An event is a set of possible outcomes of the experiment.

Generally there are two or more potential outcomes for some experiment. Any collection of those outcomes is called an event. For example, there are 6 possible outcomes for rolling a die, 1, 2, 3, 4, 5, 6. Then any collection of those 6 numbers is an event. So “An odd number showing up” which corresponds to the collection {1, 3, 5} is an event. “An even number showing up” that is represented by {2, 4, 6} is also an event.

The sample space $(S)$ of an experiment is the collection of ALL possible outcomes of the experiment.

Based on the definition, the sample space the largest set associated with an experiment because it collects all possible outcomes. In other words, when an experiment is conducted, no matter what outcome shows up, it is always in the sample space.

Is the sample space also an event?

Yes, the sample space itself is an event because it is also a set of possible outcomes of the experiment.

The table below provides a summary of experiments flipping a coin and rolling a die.

Experiment	Possible Outcomes	Some Events	Sample Space
Flip a coin 🪙	Heads, Tails	{Heads}, {Heads, Tails}, …	{Heads, Tails}
Roll a die 🎲	1, 2, 3, 4, 5, 6	{1, 3, 5}, {2, 4, 6}, {2}, {3, 4, 5, 6}, …	{1, 2, 3, 4, 5, 6}

Set Concept: Example of Rolling a six-side balanced die

Tip

Draw a Venn Diagram every time you get stuck! Venn diagram is a very useful tool for identifying a set, so I encourage you to draw a venn diagram when you get stuck on complicated set operations.

The complement of an event (set) $A$ , is denoted $A^{c}$ . It is the set of all outcomes (elements) of $S$ in which $A$ does not occur. For the die example, let $A$ be an event that a number greater than 2 is rolled. Then $A = {3, 4, 5, 6}$ and $A^{c} = {1, 2}$ .

The union $(A \cup B)$ is the set of all outcomes of $S$ in $A$ or $B$ . For the die example, let $B$ be an event that an even number is rolled. Then $B = {2, 4, 6}$ and $A \cup B = {2, 3, 4, 5, 6}$ . Basically, as long as an element is in either $A$ or $B$ , not necessarily in both $A$ and $B$ , the element is collected in the set $(A \cup B)$ .

The intersection $(A \cap B)$ is the set of all outcomes of $S$ in both $A$ and $B$ . For the die example, $A \cap B = {4, 6}$ . Basically, for any element in the set $(A \cap B)$ , it must be an element of $A$ and of $B$ .

$A$ and $B$ are disjoint or mutually exclusive if they have no outcomes in common $(A \cap B = \emptyset)$ . $\emptyset$ means an empty set, ${}$ , i.e., no elements in the set. If the two events are disjoint, it means that they cannot occur at the same time for one single trial of the experiment. For the die example, let $C$ be an event that an odd number is obtained. Then $C = {1, 3, 5}$ and $B \cap C = \emptyset$ . When we roll a die one time, we cannot get a number that is odd and even at the same time.

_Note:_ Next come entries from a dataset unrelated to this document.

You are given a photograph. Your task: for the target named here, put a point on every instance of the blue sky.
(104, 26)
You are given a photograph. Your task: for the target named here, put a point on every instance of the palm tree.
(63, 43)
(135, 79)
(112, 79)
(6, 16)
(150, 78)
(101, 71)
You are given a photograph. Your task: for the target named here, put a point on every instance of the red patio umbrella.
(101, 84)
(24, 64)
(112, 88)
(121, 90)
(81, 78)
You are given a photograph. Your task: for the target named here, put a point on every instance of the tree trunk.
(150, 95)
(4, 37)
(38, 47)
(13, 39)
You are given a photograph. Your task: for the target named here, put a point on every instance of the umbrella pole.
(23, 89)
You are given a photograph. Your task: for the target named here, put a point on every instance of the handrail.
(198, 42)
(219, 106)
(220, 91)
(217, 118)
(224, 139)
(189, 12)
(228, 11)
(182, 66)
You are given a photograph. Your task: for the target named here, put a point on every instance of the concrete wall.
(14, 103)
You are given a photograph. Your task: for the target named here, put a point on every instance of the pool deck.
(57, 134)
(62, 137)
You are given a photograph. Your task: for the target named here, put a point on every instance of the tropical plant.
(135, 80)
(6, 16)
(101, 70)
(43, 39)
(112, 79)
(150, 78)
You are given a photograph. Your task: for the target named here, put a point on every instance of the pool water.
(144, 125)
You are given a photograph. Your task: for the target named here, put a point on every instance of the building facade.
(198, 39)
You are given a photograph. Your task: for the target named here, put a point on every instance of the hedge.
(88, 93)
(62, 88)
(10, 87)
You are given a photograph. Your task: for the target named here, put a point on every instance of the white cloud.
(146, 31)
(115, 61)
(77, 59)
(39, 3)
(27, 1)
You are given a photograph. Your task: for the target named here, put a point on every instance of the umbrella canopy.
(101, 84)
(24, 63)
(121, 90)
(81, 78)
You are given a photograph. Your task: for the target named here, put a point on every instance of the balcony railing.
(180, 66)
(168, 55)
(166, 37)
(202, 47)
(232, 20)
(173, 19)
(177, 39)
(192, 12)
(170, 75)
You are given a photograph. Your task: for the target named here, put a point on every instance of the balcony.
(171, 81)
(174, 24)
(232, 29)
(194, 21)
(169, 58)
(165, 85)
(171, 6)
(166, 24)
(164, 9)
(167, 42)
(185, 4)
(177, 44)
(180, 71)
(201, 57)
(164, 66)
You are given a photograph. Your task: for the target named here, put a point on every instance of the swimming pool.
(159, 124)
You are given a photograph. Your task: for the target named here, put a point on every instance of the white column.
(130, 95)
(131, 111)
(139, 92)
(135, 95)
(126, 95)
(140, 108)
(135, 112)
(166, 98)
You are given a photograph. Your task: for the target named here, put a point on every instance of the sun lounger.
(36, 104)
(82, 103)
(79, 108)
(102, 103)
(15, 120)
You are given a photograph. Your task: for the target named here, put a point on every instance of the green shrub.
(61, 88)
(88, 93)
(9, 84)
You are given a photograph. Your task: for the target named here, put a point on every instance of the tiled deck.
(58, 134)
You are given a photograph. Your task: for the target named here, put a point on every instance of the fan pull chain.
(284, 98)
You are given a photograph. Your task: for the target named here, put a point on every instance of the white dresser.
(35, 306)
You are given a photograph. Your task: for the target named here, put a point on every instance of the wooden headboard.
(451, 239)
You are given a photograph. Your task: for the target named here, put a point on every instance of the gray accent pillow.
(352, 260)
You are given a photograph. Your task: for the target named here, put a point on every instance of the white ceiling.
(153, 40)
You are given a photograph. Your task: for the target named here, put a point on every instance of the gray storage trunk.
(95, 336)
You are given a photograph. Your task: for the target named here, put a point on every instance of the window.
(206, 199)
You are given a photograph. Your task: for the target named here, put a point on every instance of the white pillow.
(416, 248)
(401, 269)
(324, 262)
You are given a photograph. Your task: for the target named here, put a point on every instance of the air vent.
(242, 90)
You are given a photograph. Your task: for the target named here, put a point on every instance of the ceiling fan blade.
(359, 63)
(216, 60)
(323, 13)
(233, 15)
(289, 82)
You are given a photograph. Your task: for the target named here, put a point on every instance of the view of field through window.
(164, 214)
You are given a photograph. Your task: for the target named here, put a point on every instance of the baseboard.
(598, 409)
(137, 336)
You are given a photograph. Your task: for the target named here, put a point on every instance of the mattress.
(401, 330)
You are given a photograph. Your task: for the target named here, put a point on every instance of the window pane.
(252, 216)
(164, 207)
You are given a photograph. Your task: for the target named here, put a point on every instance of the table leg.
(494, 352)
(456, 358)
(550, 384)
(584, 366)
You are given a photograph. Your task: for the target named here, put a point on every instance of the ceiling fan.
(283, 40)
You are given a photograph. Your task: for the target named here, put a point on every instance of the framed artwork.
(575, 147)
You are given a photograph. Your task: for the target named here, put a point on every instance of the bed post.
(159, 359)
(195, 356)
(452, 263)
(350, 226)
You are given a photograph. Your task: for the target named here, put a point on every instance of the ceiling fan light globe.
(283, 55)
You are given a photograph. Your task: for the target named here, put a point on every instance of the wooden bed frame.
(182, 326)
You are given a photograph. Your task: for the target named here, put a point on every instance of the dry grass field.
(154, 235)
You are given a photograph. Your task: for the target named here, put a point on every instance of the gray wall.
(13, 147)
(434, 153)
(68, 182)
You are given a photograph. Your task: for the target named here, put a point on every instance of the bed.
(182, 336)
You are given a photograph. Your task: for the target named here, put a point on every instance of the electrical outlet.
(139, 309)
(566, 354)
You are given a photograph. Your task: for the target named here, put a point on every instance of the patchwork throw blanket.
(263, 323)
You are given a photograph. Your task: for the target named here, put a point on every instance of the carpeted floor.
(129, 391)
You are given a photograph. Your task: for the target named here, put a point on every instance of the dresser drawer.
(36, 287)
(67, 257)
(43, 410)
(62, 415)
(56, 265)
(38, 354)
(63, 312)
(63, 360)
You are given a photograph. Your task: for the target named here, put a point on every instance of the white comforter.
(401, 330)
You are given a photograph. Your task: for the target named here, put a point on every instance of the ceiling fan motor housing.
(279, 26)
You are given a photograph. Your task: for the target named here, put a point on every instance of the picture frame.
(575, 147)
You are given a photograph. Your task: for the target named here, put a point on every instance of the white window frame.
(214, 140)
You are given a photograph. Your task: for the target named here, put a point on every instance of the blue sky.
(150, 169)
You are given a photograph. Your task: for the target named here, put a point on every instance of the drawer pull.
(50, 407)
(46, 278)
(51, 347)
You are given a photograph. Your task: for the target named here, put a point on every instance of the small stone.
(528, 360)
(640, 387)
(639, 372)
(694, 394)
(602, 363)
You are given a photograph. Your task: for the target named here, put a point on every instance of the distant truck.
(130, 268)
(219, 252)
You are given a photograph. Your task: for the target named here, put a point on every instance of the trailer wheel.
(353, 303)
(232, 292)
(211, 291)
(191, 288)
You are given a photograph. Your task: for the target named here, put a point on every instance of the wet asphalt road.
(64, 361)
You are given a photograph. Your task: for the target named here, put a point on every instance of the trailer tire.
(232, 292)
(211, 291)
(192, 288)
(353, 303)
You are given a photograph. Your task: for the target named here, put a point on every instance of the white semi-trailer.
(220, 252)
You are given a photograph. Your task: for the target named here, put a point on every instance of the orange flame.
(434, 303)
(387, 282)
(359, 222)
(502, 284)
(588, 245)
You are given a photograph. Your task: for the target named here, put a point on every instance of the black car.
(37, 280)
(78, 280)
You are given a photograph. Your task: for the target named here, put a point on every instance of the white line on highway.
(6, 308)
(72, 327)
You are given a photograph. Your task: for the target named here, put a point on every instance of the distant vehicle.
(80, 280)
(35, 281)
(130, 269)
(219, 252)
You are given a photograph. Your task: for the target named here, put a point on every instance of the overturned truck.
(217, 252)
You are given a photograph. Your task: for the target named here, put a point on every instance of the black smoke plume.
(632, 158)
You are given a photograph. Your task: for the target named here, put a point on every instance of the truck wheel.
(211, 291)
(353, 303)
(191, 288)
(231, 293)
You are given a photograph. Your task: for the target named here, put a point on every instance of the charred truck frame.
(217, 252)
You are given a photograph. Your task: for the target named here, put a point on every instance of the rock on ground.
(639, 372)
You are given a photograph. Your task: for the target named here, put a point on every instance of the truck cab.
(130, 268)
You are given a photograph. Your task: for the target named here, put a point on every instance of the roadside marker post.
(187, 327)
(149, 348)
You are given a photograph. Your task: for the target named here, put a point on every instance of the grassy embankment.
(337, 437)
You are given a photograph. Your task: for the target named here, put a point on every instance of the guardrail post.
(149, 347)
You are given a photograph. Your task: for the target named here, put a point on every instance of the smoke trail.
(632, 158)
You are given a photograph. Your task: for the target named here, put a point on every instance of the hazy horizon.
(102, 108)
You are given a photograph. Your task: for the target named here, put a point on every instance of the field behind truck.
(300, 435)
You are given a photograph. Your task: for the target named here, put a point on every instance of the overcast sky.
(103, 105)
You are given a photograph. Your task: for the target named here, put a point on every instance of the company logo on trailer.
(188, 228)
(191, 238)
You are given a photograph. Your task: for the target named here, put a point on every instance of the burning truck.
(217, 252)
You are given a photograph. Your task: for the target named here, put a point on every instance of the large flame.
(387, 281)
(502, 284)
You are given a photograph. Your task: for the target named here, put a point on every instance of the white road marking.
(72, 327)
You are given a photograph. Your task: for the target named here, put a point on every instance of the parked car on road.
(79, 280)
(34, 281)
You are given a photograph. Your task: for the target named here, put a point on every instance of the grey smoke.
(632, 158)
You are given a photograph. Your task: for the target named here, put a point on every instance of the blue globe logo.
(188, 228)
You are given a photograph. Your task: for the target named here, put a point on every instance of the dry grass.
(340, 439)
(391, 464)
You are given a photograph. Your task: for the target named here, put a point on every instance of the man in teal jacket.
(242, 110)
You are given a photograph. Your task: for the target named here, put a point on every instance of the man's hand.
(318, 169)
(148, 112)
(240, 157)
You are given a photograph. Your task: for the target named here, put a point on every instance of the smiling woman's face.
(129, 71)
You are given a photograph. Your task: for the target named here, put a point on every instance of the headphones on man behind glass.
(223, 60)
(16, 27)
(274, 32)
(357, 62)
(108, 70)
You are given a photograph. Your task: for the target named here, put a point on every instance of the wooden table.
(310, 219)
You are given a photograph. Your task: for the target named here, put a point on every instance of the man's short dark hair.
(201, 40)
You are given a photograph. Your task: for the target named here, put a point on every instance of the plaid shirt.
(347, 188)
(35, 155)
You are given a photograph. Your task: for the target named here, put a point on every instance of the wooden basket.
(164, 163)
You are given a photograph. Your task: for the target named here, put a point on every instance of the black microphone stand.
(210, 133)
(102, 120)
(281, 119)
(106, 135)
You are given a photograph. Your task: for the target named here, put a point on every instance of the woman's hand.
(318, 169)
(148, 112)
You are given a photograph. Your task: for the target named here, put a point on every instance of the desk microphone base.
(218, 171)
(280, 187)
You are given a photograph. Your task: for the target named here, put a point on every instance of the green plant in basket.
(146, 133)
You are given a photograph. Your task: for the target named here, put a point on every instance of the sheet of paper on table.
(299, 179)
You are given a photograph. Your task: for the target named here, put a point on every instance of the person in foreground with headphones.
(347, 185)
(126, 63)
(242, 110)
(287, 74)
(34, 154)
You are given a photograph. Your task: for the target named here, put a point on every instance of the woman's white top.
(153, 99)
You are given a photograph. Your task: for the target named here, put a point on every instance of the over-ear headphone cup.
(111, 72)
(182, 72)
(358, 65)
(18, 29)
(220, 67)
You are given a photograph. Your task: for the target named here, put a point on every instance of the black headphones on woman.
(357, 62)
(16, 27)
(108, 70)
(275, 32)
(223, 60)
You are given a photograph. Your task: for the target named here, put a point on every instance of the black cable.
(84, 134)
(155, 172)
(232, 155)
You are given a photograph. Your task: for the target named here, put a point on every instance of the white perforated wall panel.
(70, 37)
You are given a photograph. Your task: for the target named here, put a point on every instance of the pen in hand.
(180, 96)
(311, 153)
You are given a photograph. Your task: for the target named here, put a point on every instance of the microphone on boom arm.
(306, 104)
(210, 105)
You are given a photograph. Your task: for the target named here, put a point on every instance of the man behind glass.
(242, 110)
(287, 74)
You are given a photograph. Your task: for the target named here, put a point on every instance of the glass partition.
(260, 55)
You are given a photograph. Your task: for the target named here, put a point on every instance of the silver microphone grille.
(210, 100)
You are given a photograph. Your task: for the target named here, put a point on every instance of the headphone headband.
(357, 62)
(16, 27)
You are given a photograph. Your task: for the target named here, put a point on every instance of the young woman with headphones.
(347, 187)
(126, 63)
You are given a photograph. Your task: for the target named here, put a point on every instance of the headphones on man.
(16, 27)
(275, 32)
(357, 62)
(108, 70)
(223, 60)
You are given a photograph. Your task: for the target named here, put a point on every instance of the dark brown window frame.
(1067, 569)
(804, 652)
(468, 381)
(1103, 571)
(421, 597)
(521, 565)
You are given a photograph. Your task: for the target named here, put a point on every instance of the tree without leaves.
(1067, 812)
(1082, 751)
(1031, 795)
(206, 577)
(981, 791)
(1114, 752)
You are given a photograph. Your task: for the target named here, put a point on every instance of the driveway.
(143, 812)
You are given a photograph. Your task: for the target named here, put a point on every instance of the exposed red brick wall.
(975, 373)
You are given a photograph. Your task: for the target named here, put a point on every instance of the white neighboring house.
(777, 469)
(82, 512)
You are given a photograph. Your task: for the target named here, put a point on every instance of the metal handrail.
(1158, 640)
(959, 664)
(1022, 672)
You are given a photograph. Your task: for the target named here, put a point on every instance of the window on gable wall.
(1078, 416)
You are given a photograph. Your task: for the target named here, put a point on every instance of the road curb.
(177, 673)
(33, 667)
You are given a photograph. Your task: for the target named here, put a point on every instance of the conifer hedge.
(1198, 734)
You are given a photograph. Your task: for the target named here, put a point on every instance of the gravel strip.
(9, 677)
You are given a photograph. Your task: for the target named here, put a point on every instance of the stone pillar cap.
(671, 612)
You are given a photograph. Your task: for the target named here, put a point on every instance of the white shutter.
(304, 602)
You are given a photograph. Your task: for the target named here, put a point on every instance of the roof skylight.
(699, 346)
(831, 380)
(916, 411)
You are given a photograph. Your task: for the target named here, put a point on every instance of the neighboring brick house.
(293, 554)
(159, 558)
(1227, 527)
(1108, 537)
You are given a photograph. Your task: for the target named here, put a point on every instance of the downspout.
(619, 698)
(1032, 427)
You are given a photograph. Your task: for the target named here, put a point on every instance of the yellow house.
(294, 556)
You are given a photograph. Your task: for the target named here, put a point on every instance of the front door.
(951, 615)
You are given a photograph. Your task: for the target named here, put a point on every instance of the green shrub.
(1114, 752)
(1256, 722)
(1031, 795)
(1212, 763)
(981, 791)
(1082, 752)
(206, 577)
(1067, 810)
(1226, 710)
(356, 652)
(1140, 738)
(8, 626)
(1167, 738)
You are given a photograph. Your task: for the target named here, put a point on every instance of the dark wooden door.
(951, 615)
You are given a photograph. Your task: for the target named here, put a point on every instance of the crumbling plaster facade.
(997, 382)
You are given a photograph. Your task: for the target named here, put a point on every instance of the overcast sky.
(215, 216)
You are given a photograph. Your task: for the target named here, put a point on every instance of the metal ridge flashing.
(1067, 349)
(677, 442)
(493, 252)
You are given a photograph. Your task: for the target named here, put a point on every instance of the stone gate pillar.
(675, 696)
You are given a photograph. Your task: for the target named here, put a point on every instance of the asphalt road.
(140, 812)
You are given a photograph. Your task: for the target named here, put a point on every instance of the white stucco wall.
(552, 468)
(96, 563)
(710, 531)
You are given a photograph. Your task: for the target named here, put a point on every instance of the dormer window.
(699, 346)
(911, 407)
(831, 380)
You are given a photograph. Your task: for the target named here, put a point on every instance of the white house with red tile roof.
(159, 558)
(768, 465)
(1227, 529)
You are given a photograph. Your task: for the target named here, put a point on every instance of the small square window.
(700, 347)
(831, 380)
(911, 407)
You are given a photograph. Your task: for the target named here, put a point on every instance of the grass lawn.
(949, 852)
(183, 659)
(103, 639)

The containment $(A \subset B)$ means every elements of $A$ also belongs to $B$ . In other words, if $A$ occurs, then so does $B$ . For the die example, let $B$ be the event that an even number is obtained and $D$ be the event that a number greater than 1 is obtained. Then $B = {2, 4, 6}$ and $D = {2, 3, 4, 5, 6}$ . In this case, every even number is greater than one, therefore $B$ is a subset of $D$ , i.e., $B \subset D$ .

Note

Keep in mind that every event (set) being considered is a subset of the sample space $(S)$ because it only makes sense to discuss the events that are possibly to be occurred. As a result, for any event $A$ , $A \subset S$ .

Probability Rules

We have learned how to represent an event in terms of sets and set operations. Here we are going to learn several probability rules for events.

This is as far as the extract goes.